Pour la première, les peintres, libérés du diktat de « faire ressemblant » vont pouvoir donner libre cours à leur créativité.
Pour la seconde, la géniale invention du peintre américain John Coffe en 1841 du tube de peinture en métal souple, va permettre à nos fougueux jeunes artistes avides de nature et d’horizons nouveaux d’aller créer « sur le motif », hors, et géographiquement de plus en plus loin, de leurs ateliers.
Rappelons-nous que l’Europe culturelle existait bien avant les balbutiements de l’Europe politique telle que nous la connaissons aujourd’hui : dès la Renaissance, voyages et villégiatures à l’étranger étaient la tradition pour tout artiste faisant ses « humanités », peaufinant son apprentissage ou étant amené à enseigner son art ou le nourrir d’exotisme. De Léonard de Vinci ou Chagall en France à Delacroix ou Matisse au Maroc.
La légèreté de ce nouveau matériel facilement transportable donne un essor nouveau à ces désirs d’escapades, de voyages en quête de nouveaux paysages et d’échanges fertiles entre artistes de sensibilités autres.
C’est la mémoire de cette extraordinaire aventure artistique, humaine et sociétale que le Réseau Impressionism Routes (Routes impressionnistes), certifié « Itinéraire Culturel du Conseil de l’Europe » en 2018, a choisi de garder vivante et pro-créative.
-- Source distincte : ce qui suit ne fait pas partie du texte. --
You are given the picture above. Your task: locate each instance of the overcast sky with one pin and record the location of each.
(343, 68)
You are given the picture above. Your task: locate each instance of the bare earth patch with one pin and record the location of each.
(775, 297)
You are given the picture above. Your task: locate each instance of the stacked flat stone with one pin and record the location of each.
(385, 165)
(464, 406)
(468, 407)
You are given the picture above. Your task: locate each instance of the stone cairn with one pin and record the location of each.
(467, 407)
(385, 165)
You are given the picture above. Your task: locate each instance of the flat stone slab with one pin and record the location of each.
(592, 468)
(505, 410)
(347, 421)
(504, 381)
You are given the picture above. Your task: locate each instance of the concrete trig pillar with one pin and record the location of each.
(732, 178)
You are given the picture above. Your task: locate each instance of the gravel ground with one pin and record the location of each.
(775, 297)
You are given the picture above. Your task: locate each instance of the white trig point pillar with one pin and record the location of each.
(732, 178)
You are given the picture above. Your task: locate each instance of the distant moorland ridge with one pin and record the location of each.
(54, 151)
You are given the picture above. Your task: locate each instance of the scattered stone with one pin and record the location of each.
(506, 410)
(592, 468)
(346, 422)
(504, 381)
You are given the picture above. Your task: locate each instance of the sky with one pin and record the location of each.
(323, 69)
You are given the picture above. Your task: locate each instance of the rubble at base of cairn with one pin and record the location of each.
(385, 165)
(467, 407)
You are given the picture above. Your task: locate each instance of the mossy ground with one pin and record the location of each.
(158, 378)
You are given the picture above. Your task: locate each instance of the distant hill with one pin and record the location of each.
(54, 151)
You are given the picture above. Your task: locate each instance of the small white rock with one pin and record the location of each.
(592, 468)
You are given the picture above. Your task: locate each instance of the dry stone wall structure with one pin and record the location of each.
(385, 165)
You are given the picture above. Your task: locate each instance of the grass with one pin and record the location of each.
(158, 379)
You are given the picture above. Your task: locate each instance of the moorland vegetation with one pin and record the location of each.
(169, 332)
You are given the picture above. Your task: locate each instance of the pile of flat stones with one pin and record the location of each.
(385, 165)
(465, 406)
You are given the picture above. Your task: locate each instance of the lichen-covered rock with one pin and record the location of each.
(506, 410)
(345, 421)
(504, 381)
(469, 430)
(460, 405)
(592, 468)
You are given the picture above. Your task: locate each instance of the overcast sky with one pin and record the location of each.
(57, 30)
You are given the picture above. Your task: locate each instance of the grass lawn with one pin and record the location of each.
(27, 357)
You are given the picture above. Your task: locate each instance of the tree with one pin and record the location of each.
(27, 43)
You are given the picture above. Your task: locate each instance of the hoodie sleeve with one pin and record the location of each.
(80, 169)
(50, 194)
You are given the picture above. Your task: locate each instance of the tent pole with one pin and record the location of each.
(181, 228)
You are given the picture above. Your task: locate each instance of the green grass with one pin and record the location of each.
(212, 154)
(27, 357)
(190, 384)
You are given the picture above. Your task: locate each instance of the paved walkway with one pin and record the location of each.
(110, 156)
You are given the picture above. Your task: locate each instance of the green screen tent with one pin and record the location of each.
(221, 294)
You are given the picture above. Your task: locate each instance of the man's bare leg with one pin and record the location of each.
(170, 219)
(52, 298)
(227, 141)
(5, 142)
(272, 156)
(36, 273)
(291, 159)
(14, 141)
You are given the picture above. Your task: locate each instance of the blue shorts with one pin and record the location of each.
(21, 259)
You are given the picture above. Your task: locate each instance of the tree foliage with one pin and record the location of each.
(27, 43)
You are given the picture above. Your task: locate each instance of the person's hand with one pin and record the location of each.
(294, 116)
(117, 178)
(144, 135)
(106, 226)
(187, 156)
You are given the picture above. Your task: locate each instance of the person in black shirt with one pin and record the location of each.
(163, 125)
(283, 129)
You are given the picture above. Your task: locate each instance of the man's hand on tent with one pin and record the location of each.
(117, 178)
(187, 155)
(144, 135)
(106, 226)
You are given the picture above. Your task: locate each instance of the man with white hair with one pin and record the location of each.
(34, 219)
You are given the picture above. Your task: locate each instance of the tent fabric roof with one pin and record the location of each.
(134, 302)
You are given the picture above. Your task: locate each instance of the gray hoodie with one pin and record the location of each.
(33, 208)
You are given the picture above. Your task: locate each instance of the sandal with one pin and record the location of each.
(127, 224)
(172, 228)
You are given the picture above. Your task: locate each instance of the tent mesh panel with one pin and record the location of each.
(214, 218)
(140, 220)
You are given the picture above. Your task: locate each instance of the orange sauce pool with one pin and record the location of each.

Pour son président Pierre Bedouelle : «Il a pour objectif de relier et de mettre en valeur un ensemble de sites significatifs de la peinture impressionniste des XIXème et début du XXème siècle en Europe. Il rassemble les endroits où les peintres ont vécu, ceux qui les ont inspirés, les colonies artistiques qu’ils ont fondées ou auxquelles ils ont participé, les musées où les œuvres sont exposées. Les activités de ce réseau ont pour objet de valoriser le caractère universel de l’Impressionnisme et le rôle important qu’il joue dans la connaissance et la préservation du patrimoine »
Le Réseau Impressionisms Routes, en partenariat avec la Fédération Européenne des Colonies d’Artistes, vient d’éditer un magnifique « Livre-Signature » bilingue français/anglais de 292 pages, doté d’une riche iconographie réunie grâce à la fructueuse coopération avec nombre de musées européens et américains : plus de 250 tableaux et illustrations, 25 biographies complètes d’artistes européens, des encarts originaux relatifs à l’impressionnisme aux USA et au Canada, la musique impressionniste, le japonisme et l’impressionnisme, les Itinéraires Culturels du Conseil de l’Europe, les Réseaux Impressionisms Routes et euroart.
Je trouve cet ouvrage d’une grande originalité et exceptionnellement riche, tant sur le plan culturel que pédagogique. Il deviendra, j’en suis sûre une référence incontournable pour tout passionné de peinture et d’union européenne sous toutes ses formes.